Density functional theory study of rutile VO2 surfaces

TL;DR

This study uses density functional theory to analyze rutile VO2 surfaces, revealing the most stable surface orientation, particle morphology, and oxidation behavior, with implications for redox properties and surface chemistry.

Contribution

It provides new insights into the surface energies, morphology, and oxidation states of rutile VO2 surfaces using DFT calculations.

Findings

(110) is the most stable surface orientation.

VO2(110) surface is oxidized under various conditions.

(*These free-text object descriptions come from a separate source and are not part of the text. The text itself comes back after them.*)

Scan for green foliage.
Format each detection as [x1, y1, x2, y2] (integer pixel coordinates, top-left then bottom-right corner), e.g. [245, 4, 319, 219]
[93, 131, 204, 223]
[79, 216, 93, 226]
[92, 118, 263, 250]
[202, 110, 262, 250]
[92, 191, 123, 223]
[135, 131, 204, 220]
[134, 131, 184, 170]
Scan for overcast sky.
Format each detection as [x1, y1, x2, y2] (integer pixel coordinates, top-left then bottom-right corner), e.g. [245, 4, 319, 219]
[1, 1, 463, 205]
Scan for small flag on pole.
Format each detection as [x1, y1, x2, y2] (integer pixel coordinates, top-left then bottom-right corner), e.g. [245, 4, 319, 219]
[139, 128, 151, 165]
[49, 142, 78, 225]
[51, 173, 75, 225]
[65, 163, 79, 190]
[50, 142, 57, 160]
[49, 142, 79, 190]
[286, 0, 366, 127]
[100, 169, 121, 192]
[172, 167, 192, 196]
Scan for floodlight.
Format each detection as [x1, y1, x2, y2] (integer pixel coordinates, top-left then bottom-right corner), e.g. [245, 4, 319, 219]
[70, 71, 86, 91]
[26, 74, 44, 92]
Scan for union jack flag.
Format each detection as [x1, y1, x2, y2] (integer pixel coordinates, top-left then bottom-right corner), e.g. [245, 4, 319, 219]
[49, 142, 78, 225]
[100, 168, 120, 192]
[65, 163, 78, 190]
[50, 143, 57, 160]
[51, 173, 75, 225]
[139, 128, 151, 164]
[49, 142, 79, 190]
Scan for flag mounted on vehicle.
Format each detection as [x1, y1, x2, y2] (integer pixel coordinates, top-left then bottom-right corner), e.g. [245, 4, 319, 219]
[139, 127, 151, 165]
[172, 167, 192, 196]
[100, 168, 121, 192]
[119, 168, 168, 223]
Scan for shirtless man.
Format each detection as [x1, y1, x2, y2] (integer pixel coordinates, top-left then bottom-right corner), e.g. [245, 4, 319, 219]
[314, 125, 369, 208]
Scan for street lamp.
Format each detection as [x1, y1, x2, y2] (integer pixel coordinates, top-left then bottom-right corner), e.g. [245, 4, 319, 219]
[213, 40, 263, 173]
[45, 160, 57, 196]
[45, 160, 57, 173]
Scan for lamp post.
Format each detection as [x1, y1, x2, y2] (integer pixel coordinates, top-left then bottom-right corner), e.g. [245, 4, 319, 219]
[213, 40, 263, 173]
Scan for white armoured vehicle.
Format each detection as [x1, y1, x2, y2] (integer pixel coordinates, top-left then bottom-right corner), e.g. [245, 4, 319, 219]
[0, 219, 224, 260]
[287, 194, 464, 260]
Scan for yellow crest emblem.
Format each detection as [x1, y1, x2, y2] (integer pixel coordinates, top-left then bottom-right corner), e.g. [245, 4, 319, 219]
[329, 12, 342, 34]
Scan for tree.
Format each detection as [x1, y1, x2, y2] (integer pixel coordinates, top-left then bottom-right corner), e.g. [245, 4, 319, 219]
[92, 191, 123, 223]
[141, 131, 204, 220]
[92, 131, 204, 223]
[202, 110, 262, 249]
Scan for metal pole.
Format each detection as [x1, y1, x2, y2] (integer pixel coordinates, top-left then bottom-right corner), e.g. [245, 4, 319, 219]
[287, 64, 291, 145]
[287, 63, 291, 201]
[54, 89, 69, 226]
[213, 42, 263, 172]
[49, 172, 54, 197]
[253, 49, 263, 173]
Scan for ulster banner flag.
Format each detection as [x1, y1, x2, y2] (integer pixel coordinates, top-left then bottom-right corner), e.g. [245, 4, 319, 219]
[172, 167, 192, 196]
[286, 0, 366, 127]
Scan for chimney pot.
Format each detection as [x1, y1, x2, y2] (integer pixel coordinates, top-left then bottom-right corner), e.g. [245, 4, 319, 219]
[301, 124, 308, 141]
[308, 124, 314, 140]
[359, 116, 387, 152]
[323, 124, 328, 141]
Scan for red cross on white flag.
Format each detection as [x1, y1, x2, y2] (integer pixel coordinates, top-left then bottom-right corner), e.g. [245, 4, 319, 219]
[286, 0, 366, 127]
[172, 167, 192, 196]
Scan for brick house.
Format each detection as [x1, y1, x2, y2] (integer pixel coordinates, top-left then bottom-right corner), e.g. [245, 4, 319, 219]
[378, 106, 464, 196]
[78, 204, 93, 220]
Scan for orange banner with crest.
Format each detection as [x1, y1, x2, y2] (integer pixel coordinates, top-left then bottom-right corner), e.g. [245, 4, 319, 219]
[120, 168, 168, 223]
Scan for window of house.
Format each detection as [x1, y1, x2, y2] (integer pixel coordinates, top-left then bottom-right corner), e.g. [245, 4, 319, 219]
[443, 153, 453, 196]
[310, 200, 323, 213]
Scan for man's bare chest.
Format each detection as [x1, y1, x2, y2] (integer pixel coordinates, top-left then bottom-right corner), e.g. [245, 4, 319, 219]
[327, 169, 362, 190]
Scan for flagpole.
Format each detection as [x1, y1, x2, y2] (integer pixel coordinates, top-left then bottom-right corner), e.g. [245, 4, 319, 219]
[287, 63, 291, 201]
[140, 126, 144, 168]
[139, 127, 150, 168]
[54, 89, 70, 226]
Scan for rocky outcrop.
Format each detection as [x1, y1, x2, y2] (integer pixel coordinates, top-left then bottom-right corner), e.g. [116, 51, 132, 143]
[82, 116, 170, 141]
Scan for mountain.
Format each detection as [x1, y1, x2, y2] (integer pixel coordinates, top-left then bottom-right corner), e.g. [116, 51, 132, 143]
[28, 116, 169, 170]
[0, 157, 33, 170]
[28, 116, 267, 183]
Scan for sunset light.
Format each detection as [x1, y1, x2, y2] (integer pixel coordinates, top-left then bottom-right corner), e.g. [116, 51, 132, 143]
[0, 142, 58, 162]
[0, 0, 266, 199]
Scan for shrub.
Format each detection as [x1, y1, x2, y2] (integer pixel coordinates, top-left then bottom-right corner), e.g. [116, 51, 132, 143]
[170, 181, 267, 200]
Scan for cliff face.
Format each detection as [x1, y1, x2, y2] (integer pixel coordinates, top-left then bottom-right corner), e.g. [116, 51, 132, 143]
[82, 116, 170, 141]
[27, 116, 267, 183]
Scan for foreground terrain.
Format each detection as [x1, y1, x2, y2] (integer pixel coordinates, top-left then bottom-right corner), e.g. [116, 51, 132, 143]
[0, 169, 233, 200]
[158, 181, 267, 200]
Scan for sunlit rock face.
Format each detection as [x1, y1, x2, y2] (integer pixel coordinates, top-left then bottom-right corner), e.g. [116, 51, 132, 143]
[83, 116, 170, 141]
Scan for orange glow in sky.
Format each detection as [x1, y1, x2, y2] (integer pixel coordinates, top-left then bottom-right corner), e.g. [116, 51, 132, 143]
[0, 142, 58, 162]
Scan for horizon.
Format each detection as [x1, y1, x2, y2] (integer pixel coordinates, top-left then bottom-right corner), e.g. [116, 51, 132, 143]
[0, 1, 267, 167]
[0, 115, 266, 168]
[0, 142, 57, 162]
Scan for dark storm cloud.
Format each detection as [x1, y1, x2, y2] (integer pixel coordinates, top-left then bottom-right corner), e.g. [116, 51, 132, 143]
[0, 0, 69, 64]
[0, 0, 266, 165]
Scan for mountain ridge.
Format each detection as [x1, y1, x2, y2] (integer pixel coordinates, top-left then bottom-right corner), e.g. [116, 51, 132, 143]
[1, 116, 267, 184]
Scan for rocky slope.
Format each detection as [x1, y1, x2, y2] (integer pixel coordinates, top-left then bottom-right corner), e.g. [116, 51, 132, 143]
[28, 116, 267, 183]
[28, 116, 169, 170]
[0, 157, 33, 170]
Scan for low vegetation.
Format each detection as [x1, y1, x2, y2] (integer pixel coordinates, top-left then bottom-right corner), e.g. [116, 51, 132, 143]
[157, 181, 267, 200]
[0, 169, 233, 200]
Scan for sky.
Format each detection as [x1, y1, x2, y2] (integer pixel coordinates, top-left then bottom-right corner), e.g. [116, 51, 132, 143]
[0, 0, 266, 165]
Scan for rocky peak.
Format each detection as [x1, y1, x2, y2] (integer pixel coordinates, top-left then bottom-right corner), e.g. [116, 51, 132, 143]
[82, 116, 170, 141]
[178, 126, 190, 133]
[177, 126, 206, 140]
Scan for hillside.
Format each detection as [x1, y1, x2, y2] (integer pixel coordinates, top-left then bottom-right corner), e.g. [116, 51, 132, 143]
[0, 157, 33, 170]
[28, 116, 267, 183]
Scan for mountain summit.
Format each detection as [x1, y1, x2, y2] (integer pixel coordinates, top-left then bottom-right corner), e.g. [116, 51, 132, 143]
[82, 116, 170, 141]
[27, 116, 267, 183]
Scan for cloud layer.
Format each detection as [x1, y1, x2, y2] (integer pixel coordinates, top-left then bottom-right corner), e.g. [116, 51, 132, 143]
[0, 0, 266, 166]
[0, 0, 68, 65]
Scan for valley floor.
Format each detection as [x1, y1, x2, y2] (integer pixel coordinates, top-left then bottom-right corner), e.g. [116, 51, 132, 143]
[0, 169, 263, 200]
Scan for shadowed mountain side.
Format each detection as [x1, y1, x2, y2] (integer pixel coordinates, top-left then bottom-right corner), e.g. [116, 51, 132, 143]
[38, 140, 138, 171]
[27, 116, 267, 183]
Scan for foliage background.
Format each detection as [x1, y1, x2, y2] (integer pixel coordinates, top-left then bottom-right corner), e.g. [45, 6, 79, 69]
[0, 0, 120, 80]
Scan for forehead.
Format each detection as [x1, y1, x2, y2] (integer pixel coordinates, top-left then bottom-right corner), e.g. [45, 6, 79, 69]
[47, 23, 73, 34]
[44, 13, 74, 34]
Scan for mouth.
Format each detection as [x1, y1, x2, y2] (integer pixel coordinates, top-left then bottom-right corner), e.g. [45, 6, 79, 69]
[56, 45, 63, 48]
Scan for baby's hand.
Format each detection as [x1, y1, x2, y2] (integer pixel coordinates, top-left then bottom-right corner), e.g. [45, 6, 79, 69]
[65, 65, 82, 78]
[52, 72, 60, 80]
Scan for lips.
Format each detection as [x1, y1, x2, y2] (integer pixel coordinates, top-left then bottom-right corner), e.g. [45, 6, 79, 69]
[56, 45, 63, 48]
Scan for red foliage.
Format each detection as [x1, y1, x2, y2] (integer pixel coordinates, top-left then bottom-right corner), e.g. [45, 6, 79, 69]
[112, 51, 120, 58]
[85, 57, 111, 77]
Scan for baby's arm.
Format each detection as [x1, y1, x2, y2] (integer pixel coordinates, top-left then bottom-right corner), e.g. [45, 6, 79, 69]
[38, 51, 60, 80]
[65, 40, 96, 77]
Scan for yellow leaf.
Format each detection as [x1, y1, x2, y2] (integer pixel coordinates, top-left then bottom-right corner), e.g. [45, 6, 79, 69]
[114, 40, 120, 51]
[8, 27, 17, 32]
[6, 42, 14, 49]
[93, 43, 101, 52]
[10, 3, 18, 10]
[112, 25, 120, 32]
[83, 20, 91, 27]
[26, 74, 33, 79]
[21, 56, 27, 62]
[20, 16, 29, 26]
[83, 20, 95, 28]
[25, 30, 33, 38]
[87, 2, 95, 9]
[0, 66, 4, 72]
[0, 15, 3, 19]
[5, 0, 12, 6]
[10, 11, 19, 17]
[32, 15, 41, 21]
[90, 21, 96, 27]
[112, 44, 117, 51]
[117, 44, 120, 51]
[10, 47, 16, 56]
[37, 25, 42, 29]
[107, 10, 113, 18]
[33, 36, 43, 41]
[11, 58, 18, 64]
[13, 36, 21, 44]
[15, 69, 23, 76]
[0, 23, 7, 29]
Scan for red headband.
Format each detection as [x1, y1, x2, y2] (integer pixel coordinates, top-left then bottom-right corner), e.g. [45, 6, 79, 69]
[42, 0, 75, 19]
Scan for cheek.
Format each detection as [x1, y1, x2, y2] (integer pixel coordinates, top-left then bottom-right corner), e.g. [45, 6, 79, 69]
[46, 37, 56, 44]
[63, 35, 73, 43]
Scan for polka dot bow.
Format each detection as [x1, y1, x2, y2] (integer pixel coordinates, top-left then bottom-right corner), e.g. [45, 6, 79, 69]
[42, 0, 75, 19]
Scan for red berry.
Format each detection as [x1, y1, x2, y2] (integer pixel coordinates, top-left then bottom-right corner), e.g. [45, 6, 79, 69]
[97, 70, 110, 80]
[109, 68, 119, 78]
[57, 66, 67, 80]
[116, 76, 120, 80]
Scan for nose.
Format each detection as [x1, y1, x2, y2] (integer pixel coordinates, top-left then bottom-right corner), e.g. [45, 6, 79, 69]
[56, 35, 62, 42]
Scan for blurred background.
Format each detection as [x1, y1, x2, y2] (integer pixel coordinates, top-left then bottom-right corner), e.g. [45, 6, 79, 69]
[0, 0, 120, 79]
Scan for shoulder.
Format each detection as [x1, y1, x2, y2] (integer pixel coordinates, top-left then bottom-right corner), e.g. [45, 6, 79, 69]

Surface vanadyl species are more favorable than peroxo species.

Abstract

We present the results of a density functional theory (DFT) investigation of the surfaces of rutile-like vanadium dioxide, VO2(R). We calculate the surface energies of low Miller index planes, and find that the most stable surface orientation is the (110). The equilibrium morphology of a VO2(R) particle has an acicular shape, laterally confined by (110) planes and topped by (011) planes. The redox properties of the (110) surface are investigated by calculating the relative surface free energies of the non-stoichiometric compositions as a function of oxygen chemical potential. It is found that the VO2(110) surface is oxidized with respect to the stoichiometric composition, not only at ambient conditions but also at the more reducing conditions under which bulk VO2 is stable in comparison with bulk V2O5. The adsorbed oxygen forms surface vanadyl species much more favorably than surface peroxo species.